她让邓弦换一首歌,切到了大悲咒。坐在后面的金娉完全能听懂她们说话的内容,却有种扬草这群人自成一派的感觉,她外人得特别明显。
她本来想问为什么你们知道酆理和邱蜜去哪里了,又算了。
没什么好问的,少年朋友,最熟悉不过了。
邓弦的车停在城区路边,这条路从前就是开吃的店比较多,现在正好是饭点,满街飘香,热闹非凡。
扬草统共就那么几条街,吃的玩的屈指可数。
现在邓弦的车都停不进去,和崔蔓下车往里走,还遇上了节目组和崔蔓的队友。
酆理和陈糯早就到了。
车停在老楼底下,对面的快餐店改成了麻辣烫,之前崔蔓买过的烧饼店改成了蚵仔煎。
倒是隔壁芝麻大的缝纫店还开着,白炽灯十年如一日。老缝纫机声音吱嘎,老板踩着缝纫机和站在门口的路人聊天,手机还播着电视剧。
酆理那辆拉风的摩托车停在边上,今天周六,路上不少穿着校服的学生。
崔蔓盯着拍酆理车的学生校服,问邓弦:“南斗校服改颜色了?”
邓弦:“我哪知道,我又不是南斗的。”
节目组的人也站在楼下,似乎不好意思推门,看向崔蔓。
崔蔓:“我不敲门啊,打不过酆理。”
在场根本没人打得过酆理,邓弦忽然笑出了声,指了指楼上窗户映出的影子,对拍摄的人说:“要么你们去对面吧,这里目前生人勿入,我们这群熟人才可以进。”

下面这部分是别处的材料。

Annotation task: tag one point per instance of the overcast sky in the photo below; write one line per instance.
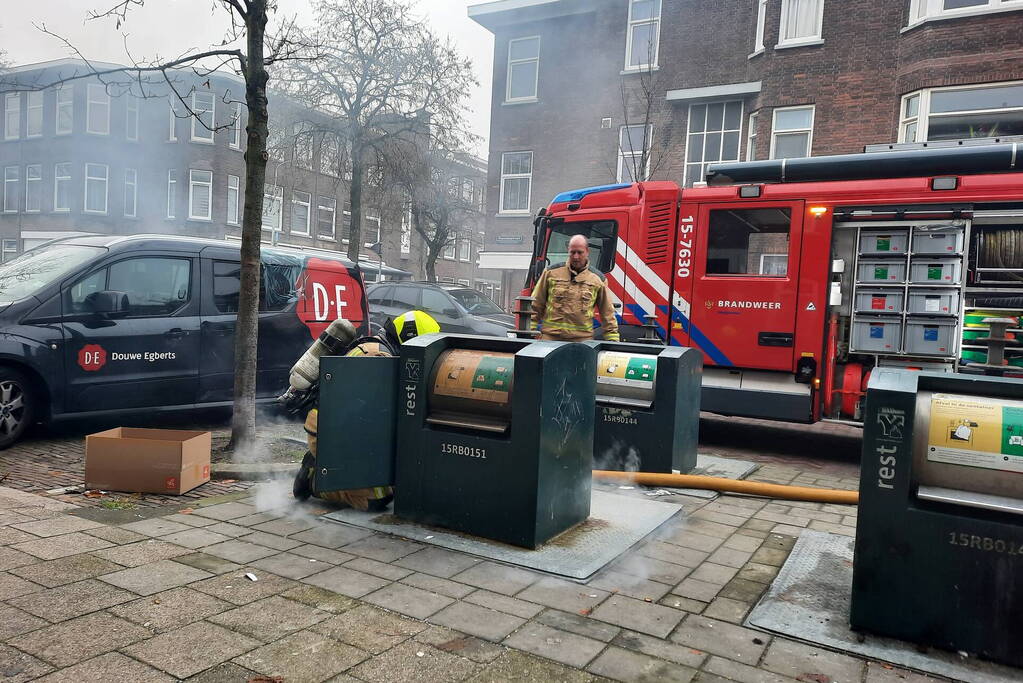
(169, 28)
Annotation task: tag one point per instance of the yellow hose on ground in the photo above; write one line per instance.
(734, 486)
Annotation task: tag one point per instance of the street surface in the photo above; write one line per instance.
(153, 594)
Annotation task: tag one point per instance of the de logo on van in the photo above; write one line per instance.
(92, 357)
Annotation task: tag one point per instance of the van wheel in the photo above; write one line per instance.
(16, 407)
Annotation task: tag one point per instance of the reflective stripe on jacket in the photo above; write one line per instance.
(566, 302)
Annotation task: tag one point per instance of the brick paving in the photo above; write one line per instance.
(164, 598)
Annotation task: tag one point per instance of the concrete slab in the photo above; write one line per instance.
(616, 524)
(809, 601)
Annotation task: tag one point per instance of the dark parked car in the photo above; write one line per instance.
(110, 324)
(456, 308)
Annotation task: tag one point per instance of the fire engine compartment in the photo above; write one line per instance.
(912, 286)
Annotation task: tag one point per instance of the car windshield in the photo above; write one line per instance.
(475, 303)
(34, 270)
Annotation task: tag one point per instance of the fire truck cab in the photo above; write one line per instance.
(797, 277)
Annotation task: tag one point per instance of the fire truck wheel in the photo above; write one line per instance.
(16, 406)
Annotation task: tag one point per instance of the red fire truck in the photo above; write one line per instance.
(797, 277)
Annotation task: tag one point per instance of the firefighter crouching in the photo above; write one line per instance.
(397, 330)
(567, 296)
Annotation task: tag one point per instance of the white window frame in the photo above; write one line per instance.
(630, 29)
(624, 155)
(96, 96)
(688, 131)
(512, 176)
(514, 62)
(758, 36)
(298, 201)
(131, 192)
(95, 178)
(320, 206)
(172, 192)
(64, 100)
(61, 176)
(922, 11)
(11, 177)
(272, 198)
(233, 211)
(29, 183)
(815, 39)
(235, 142)
(774, 132)
(199, 132)
(12, 116)
(751, 135)
(131, 119)
(194, 183)
(924, 116)
(34, 107)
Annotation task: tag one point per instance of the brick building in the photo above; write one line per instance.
(89, 157)
(586, 92)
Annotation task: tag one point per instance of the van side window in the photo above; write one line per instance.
(156, 286)
(226, 285)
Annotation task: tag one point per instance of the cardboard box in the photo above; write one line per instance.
(170, 461)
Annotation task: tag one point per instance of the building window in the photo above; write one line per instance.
(64, 119)
(758, 40)
(97, 110)
(517, 176)
(61, 186)
(922, 10)
(95, 188)
(751, 137)
(633, 160)
(792, 133)
(326, 211)
(524, 69)
(300, 213)
(643, 34)
(12, 116)
(131, 192)
(957, 114)
(34, 119)
(9, 249)
(11, 175)
(33, 188)
(199, 195)
(203, 107)
(802, 21)
(272, 199)
(172, 192)
(713, 136)
(131, 119)
(236, 127)
(233, 193)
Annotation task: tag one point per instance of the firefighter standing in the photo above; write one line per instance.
(567, 296)
(397, 330)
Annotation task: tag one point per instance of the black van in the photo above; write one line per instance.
(109, 324)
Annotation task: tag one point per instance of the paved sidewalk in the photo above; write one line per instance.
(85, 597)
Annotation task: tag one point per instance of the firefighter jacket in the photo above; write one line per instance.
(566, 302)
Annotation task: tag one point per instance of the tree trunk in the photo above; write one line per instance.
(355, 198)
(247, 327)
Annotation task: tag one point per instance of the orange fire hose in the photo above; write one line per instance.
(734, 486)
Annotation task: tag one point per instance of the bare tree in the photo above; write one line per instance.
(383, 76)
(249, 50)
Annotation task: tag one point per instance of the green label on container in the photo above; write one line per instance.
(641, 369)
(492, 373)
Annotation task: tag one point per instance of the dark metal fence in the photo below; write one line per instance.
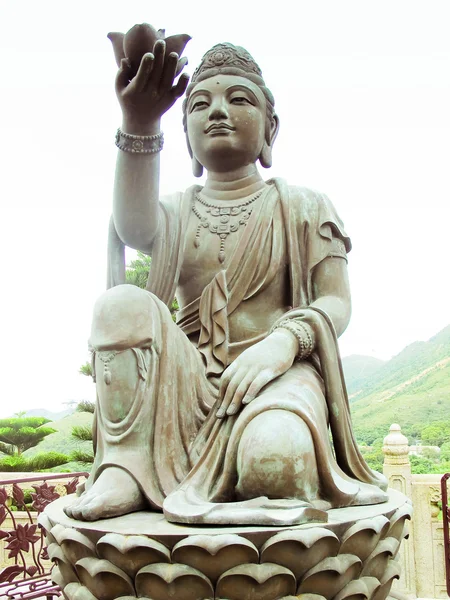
(446, 520)
(22, 500)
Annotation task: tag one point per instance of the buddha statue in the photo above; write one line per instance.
(237, 413)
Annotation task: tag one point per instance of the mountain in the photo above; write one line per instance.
(62, 441)
(412, 389)
(357, 368)
(42, 412)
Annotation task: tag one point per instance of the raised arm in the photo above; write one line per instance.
(144, 98)
(331, 291)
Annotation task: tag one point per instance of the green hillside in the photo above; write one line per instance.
(62, 441)
(357, 369)
(412, 389)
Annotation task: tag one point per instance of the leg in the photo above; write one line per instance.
(276, 458)
(125, 325)
(115, 491)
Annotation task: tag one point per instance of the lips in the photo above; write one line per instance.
(219, 127)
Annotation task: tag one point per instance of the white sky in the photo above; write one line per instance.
(363, 93)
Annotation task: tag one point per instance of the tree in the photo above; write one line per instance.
(19, 434)
(83, 433)
(137, 272)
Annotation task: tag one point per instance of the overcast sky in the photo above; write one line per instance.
(363, 94)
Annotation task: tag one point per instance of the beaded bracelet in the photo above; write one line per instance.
(303, 332)
(140, 144)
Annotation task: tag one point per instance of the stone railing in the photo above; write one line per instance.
(422, 555)
(421, 558)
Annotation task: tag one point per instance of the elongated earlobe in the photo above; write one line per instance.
(197, 168)
(265, 158)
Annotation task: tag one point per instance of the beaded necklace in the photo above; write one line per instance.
(224, 219)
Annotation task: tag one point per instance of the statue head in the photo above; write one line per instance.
(230, 60)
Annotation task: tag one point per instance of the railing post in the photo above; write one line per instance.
(397, 469)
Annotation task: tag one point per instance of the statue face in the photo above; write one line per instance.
(226, 117)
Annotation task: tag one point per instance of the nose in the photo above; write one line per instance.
(218, 109)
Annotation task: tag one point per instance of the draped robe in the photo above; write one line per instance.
(172, 444)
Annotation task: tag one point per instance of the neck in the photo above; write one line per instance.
(233, 184)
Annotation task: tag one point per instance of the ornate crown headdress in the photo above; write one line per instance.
(227, 59)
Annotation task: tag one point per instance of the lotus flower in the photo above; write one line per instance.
(141, 39)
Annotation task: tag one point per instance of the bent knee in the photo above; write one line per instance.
(276, 458)
(124, 316)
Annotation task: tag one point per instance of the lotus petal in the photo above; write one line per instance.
(214, 554)
(300, 550)
(361, 589)
(75, 544)
(117, 42)
(137, 41)
(162, 581)
(131, 553)
(103, 579)
(392, 572)
(331, 575)
(362, 538)
(265, 582)
(376, 564)
(177, 43)
(76, 591)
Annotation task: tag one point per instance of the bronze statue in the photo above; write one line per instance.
(225, 416)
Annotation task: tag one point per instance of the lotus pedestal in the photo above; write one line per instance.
(141, 555)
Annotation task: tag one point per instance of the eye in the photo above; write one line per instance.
(240, 100)
(198, 105)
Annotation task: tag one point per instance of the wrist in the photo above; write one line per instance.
(287, 338)
(137, 127)
(302, 332)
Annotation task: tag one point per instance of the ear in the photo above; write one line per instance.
(197, 167)
(265, 158)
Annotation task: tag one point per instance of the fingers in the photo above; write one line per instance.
(262, 379)
(236, 401)
(145, 70)
(123, 74)
(159, 51)
(181, 85)
(234, 387)
(169, 70)
(181, 64)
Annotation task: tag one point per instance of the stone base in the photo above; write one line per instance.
(352, 557)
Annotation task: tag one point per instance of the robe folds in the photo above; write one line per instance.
(184, 458)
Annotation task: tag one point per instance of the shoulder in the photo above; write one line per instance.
(313, 208)
(308, 203)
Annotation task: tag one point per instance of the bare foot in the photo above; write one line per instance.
(114, 493)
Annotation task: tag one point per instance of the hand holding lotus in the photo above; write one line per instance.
(148, 65)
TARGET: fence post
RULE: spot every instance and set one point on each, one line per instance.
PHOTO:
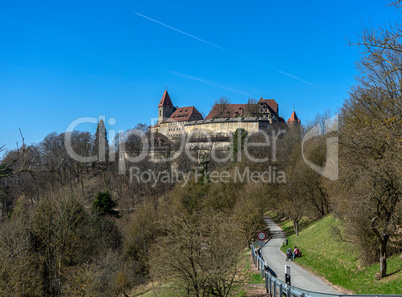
(270, 286)
(280, 290)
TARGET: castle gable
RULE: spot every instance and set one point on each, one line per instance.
(185, 114)
(226, 111)
(165, 101)
(271, 104)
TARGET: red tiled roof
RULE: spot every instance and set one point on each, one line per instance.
(293, 118)
(230, 111)
(165, 101)
(158, 139)
(271, 103)
(184, 114)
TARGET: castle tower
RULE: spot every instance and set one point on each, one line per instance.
(165, 108)
(293, 120)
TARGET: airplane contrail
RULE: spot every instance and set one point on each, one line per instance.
(214, 84)
(180, 31)
(223, 49)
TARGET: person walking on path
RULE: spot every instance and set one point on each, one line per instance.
(277, 262)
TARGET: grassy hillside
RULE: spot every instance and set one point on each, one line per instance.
(337, 261)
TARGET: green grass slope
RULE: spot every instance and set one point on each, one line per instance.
(338, 261)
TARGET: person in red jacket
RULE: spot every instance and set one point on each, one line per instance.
(296, 253)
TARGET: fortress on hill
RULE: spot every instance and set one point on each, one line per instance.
(223, 119)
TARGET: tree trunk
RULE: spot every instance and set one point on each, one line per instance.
(383, 256)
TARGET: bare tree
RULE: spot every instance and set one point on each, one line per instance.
(370, 138)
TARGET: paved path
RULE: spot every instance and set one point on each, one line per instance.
(277, 260)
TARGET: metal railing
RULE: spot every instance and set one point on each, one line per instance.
(277, 288)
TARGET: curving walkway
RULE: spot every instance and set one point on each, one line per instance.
(277, 260)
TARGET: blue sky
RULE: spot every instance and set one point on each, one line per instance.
(60, 61)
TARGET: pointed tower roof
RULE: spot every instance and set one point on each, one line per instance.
(165, 101)
(293, 119)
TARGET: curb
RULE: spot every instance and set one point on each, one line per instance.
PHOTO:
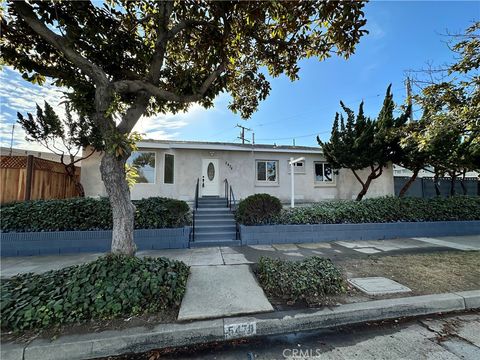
(110, 343)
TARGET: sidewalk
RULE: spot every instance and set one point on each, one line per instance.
(222, 287)
(111, 343)
(336, 251)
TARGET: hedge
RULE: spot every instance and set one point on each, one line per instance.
(258, 209)
(112, 286)
(312, 279)
(382, 210)
(89, 214)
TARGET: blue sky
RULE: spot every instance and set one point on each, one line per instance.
(403, 35)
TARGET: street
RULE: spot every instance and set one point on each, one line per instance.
(437, 337)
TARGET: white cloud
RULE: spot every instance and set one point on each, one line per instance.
(18, 95)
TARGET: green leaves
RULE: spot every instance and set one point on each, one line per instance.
(106, 288)
(381, 210)
(90, 214)
(312, 279)
(258, 209)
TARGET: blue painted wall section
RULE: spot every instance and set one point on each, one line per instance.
(277, 234)
(67, 242)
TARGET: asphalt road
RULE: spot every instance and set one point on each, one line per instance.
(439, 337)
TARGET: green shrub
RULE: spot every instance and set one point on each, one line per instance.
(312, 279)
(381, 210)
(90, 214)
(112, 286)
(258, 209)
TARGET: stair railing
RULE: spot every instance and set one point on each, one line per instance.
(225, 182)
(232, 204)
(195, 207)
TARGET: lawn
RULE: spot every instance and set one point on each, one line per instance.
(423, 273)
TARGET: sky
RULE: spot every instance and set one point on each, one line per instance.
(404, 35)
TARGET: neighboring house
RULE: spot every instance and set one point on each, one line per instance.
(171, 169)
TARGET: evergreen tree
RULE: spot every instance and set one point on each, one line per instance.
(364, 143)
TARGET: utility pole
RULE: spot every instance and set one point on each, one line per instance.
(11, 140)
(242, 133)
(409, 97)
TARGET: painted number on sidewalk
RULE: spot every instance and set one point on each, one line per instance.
(234, 331)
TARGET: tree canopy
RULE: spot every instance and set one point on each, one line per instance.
(124, 59)
(364, 143)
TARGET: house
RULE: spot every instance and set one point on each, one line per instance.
(171, 168)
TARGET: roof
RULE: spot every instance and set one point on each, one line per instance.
(207, 145)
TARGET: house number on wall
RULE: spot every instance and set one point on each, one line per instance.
(210, 171)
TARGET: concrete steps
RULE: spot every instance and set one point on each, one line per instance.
(214, 224)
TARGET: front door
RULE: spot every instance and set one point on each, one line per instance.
(210, 184)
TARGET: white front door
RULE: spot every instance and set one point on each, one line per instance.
(209, 183)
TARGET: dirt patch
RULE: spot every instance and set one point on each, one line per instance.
(423, 273)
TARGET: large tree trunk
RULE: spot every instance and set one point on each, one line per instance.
(409, 183)
(436, 185)
(71, 172)
(453, 179)
(462, 182)
(123, 211)
(365, 185)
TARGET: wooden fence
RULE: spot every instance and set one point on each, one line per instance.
(31, 178)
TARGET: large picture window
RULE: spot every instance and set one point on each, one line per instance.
(144, 163)
(267, 171)
(169, 169)
(323, 172)
(298, 167)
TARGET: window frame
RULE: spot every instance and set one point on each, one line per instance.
(165, 168)
(297, 169)
(154, 169)
(266, 181)
(323, 182)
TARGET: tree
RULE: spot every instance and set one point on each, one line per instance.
(65, 137)
(126, 59)
(412, 154)
(450, 97)
(364, 143)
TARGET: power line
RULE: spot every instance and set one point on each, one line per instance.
(242, 133)
(296, 137)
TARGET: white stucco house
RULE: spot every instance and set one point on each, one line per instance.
(171, 168)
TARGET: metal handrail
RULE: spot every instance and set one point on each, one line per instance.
(195, 207)
(196, 193)
(226, 191)
(233, 202)
(232, 199)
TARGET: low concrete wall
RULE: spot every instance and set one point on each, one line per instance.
(64, 242)
(275, 234)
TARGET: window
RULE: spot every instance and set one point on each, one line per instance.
(267, 171)
(144, 163)
(298, 167)
(168, 169)
(323, 172)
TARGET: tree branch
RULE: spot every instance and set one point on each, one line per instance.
(59, 42)
(358, 177)
(130, 86)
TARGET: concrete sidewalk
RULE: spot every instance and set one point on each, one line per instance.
(219, 291)
(137, 340)
(213, 256)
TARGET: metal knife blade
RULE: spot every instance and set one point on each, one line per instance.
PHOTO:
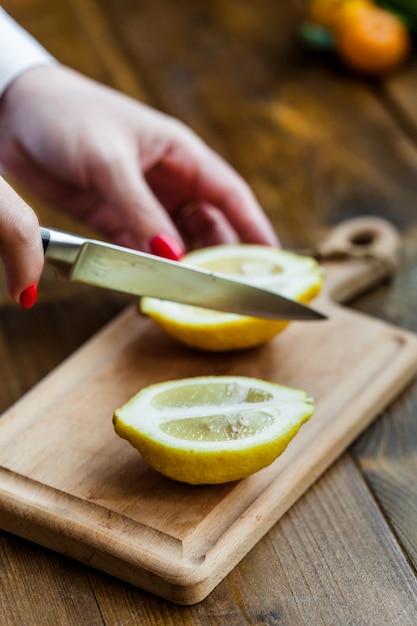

她也不畏惧镜头,咦了一声:“那我是不是也有工资拿啊。”
金娉盯着楼上的影子复盘这样的姿势,心想这也太夸张了,谁如狼似虎啊。
以她对酆理的了解……算了。
金娉认为她对酆理的了解不过尔尔,酆理做车手做老板都是她的另一面,她并不曾领略她在故地的姿态。
或许今夜在短视频点赞无数的摩托车惊鸿一瞥是她少年时期张狂的一隅。
二楼之前是厨房,洗菜池贴的瓷砖还是二乘二厘米的蓝色方块和白色方块,中间还夹着点薄荷绿色。
后面租房的人似乎也没怎么改,也觉得租房没什么好改的,和酆理回来的记忆里没什么区别。
墙上甚至还残留着李菟在挂钩上贴的小猪贴纸,也有江梅花摘不下来的锅盖收纳架。
生活的痕迹遍布老灯泡下的陈设,酆理靠在台上,陈糯贴在她的身上。
窗外是热闹的街道,现在的小孩不会知道这栋楼以前一层是修车的,二层是厨房和主卧,阁楼住着两个没有血缘关系的女孩。
酆理注意到外面的动静,刚要去看手机的新消息,就被陈糯捧起了脸。
没有铺垫,天生冷冽的声线卷上暧昧的轻吮,陈糯提醒酆理:“你还欠我七年零半个小时。”